Presse écrite

4 saisons n° 241 – spécial 40 ans – mars avril 2020

Pour fêter ses 40 ans, la rédaction s’est offert une petite plongée dans les archives afin de retracer l’histoire du magazine. Toujours très attentive à ses lecteurs, elle leur offre une carte blanche de huit pages dans ce numéro anniversaire. Certains sont abonnés depuis le premier numéro et témoignent. Les collaborateurs ont également été invités à s’exprimer librement sur le sujet de leur choix. La parole est donnée également à Claude Aubert, l’un des fondateurs de Terre vivante et des 4 saisons qui vient de publier le pari fou du bio.

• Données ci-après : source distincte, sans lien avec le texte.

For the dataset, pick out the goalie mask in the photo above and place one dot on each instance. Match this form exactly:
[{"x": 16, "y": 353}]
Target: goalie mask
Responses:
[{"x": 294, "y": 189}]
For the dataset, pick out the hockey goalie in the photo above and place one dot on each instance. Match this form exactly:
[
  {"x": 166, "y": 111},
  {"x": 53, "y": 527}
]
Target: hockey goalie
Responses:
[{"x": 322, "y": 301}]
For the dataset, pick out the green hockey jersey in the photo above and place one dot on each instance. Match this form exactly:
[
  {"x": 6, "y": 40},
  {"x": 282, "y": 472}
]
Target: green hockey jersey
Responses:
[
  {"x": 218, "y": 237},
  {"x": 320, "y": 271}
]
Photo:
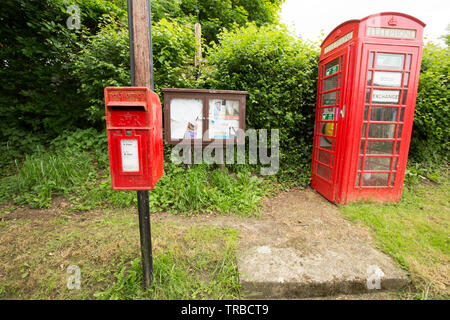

Tous les sols sont bons annonce d’emblée le magazine qui leur consacre son dossier. Ce milieu vivant, où racines, champignons et bactéries travaillent pour le jardinier, ne cesse pas de nous surprendre. Notons les interviews de Gérard Ducerf, spécialiste des plantes bio-indicatrices et Marc-André Sélosse, professeur au Muséum National d’Histoire Naturelle, spécialiste des symbioses. Au sommaire également : l’asiminier, le houblon, les concombres ainsi qu’un bilan sur le frelon asiatique qui a désormais conquis la totalité de notre territoire. Et côté pratique : les toilettes sèches, la récolte de la sève de boulot et jardinier au collège.

Danièle Boone

Éditions Terre Vivante, 4 saisons, en kiosque, 6,60 € – www.terrevivante.org
Contact presse : Agathe Béon. Tél.: 04 76 34 26 60 – agathe.beon@terrevivante.org

GARDEN_LAB n° 9 – Être botaniste

Pour qui aime les plantes et les jardins, le neuvième numéro de Garden_Lab, ce magazine au format livre (mook) est un régal. On y rencontre des botanistes célèbres ou amateurs qui nous font part de leurs émerveillements et de leurs questionnements à un moment où il devient crucial de changer notre rapport au vivant et au monde végétal. Dans une conversation qui ne manque pas de sel, Patrick Blanc et Francis Hallé échangent leurs points de vue sur la manière dont se développent les plantes et leurs facultés d’adaptation. Ailleurs, Christophe de Hody nous fait découvrir les trésors des plantes sauvages urbaines, Gilles Deparis, le directeur du jardin botanique de Lyon explique comment il cherche à recréer le lien entre les visiteurs et la nature, Marc Jeanson, en mission au jardin Majorelle de Marrakech, confie sa volonté de mettre en valeur la flore locale.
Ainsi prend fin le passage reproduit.